Vero e proprio odio verso una persona non ancora libera, dopo mesi in cui non ha avuto diritto di difesa e di parola, che improvvisamente si merita tutto ciò che gli è accaduto per una frase scritta su twitter, come se i diritti, la libertà e le sofferenze fossero valori negoziabili o addirittura negabili per antipatia personale. Accade che per difendere ciò che tifiamo siamo disposti persino a rendere universale un nostro minuscolo dissidio da cortile e rimpicciolire i mali del mondo.
Non solo non c’è misura (tenere il senso della misura nel dibattito pubblico ormai è una virtù che avvicina alla santità) ma addirittura si perdono di vista gli ideali per cui si è combattuto fino a qualche secondo prima, poiché sono sicuro che tra quegli juventini incazzati ci sia qualcuno che a Zaki ha espresso nei mesi scorsi la sua solidarietà.
Anche la guerra tra Russia e Ucraina viene usata come manganello contro i propri avversari
Questo è il veleno tossico di questo tempo, in cui assistiamo da più parti al piegare la realtà per compiere le proprie vendette personali: siamo nell’epoca in cui l’invasione dell’Ucraina non viene usata dibattere sulla soluzione migliore ma per manganellare il nostro minuscolo nemico. Accade così che i morti servano per sputare sul giornale concorrente, sul politico avversario oppure siano fruste da sbattere in faccia all’intellettuale che si aspettava ardentemente di punire.

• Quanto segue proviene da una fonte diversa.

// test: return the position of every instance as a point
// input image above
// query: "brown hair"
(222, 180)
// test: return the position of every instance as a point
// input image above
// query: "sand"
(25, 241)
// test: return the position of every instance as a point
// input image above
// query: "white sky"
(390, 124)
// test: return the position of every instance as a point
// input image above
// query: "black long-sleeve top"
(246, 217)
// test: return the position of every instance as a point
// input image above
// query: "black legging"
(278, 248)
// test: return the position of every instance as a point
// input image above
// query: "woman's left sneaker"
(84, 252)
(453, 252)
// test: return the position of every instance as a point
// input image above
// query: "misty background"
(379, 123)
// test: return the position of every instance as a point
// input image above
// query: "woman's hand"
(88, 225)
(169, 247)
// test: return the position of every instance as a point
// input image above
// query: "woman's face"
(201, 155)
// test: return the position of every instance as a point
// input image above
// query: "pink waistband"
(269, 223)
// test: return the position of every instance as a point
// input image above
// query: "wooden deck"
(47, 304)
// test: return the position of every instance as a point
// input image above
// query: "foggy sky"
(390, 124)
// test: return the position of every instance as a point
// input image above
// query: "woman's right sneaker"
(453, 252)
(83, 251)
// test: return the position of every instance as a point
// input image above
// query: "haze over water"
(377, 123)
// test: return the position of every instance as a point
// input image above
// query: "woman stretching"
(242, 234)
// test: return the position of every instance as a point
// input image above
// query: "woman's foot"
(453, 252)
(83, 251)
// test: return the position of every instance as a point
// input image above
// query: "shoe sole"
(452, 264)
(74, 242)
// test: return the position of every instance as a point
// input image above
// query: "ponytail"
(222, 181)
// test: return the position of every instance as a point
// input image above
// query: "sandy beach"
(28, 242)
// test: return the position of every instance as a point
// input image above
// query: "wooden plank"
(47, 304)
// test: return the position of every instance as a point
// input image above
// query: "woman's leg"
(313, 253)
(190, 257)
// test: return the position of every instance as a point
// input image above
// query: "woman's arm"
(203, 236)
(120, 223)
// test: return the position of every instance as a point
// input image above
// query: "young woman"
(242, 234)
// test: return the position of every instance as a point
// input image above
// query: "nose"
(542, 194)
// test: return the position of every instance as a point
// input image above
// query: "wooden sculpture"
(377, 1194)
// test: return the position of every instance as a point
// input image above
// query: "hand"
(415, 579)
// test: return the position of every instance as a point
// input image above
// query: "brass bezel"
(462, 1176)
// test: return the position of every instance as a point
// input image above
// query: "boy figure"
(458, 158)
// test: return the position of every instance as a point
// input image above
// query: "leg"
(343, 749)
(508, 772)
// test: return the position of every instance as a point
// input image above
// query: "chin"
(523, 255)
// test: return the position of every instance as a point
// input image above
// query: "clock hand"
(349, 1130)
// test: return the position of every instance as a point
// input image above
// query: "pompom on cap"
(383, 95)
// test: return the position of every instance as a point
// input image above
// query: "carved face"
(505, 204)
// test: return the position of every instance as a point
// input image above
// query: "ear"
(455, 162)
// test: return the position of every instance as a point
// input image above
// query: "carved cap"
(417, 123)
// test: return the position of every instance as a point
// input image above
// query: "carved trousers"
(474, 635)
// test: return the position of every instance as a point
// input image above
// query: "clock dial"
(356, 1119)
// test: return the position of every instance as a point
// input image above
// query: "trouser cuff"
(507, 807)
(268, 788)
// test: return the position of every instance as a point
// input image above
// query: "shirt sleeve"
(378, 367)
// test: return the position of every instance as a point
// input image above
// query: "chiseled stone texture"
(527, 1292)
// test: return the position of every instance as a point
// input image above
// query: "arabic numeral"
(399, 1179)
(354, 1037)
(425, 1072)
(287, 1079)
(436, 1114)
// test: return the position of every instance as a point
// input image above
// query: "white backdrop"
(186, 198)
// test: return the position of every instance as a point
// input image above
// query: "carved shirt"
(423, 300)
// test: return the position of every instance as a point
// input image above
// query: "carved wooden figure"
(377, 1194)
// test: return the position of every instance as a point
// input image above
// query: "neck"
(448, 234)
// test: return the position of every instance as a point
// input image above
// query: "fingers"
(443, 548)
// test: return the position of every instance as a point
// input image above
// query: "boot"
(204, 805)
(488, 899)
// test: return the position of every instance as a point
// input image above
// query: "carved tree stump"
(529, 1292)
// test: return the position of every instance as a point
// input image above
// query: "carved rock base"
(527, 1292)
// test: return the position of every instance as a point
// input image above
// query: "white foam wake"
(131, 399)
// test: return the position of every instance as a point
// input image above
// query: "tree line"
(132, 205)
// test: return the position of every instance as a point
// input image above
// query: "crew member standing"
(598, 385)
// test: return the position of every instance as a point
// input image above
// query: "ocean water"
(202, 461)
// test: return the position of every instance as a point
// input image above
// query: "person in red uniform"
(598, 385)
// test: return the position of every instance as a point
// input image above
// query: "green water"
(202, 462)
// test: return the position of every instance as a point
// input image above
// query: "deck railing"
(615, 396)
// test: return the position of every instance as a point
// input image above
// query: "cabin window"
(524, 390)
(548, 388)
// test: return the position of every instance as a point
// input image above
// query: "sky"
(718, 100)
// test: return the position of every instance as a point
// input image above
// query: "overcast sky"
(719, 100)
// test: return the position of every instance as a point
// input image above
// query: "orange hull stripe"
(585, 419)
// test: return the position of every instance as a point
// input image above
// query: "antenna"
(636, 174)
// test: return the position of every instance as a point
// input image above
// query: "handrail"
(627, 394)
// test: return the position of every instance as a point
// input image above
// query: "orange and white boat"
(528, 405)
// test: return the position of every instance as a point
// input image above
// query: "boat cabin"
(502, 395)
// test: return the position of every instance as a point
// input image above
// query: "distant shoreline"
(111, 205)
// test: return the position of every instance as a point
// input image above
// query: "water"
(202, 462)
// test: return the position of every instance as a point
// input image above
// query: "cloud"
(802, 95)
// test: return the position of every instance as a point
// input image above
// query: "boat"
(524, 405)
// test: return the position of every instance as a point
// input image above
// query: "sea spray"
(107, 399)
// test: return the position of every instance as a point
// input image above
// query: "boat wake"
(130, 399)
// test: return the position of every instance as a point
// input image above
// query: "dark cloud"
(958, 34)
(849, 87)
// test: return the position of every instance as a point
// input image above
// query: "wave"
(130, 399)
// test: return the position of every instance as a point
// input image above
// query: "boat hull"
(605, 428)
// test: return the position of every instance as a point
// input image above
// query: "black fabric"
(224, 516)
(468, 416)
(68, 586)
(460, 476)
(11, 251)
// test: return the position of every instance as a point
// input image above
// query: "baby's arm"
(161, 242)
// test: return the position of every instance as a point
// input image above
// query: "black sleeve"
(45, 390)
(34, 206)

Solo che perdere il senso delle proporzioni è il cedimento più irresponsabile e immorale che possa accadere in un Paese sotto stress per la pandemia prima e una guerra dopo. So che viene difficile provare a rimanere alti mentre dai cunicoli arriva il frastuono delle sberle ma la lucidità è un dovere, ancor di più della classe dirigente di un Paese. Provate a filtrare le voci di questi giorni lasciando fuori i tifosi forsennati. Ne rimangono pochissime. E militarizzare un dibattito (per di più su una guerra) e quanto di più populista possa capitarci.